Los jóvenes deberían leer de todo, poder comparar. ¿Alguien sabe si en la lista de útiles escolares aparecen obras de Álvaro Gómez Hurtado (La Revolución en América, la recopilación de su cátedra universitaria en varios tomos), de Mario Vargas Llosa, Jorge Luis Borges, Carlos Alberto Montaner o, quizás, de los grandes narradores de la literatura clásica? Tal vez no. Y preocupan voces como la de Monseñor Mario García Isaza, desde su púlpito, quien acaba de poner el dedo en la llaga: “Desconcierta profundamente la realidad actual de la educación, esa institución de la que depende sustancialmente el futuro de Colombia. No solamente se ha empobrecido en su contenido de valores y humanismo, sino que los niños y adolescentes están siendo corrompidos con unos programas profundamente imbuidos de la perversa ideología de género, y un porcentaje enorme de los jóvenes bachilleres y universitarios están siendo adoctrinados por un magisterio en el que mangonea un sindicato marxista y subversivo, como es Fecode”.

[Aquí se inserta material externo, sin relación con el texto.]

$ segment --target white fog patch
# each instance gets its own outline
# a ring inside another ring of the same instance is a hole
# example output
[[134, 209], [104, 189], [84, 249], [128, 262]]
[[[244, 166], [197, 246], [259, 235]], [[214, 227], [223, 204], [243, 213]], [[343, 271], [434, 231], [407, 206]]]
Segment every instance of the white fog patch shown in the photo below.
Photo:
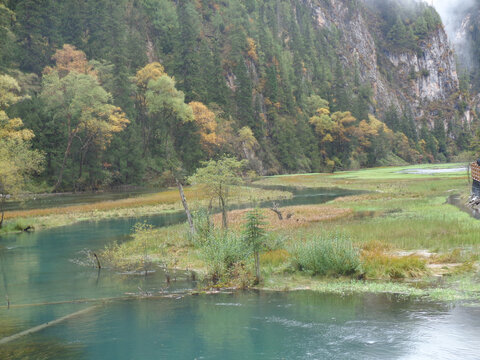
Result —
[[428, 0], [442, 18], [450, 42], [454, 45], [461, 62], [470, 67], [472, 52], [467, 37], [468, 16], [475, 0]]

Pero, por lo menos, acaba de entrar en vigencia la L. 1874 de 2017, que restablece la enseñanza obligatoria de la Historia de Colombia. Ojalá se cumpla y no corra igual suerte que la Ley General de la Educación (115 de 1994) que replica, vanamente, el art. 41 de la Constitución Política, declarando obligatoria la Cátedra Cívica en los colegios. Por algo habrá que empezar, de nuevo.
Post-it. El Covid se nos sigue llevando a los mejores hombres. Hoy tenemos que llorar a Herbin Hoyos Medina, apóstol radial de todas las víctimas del secuestro. Paz en su tumba.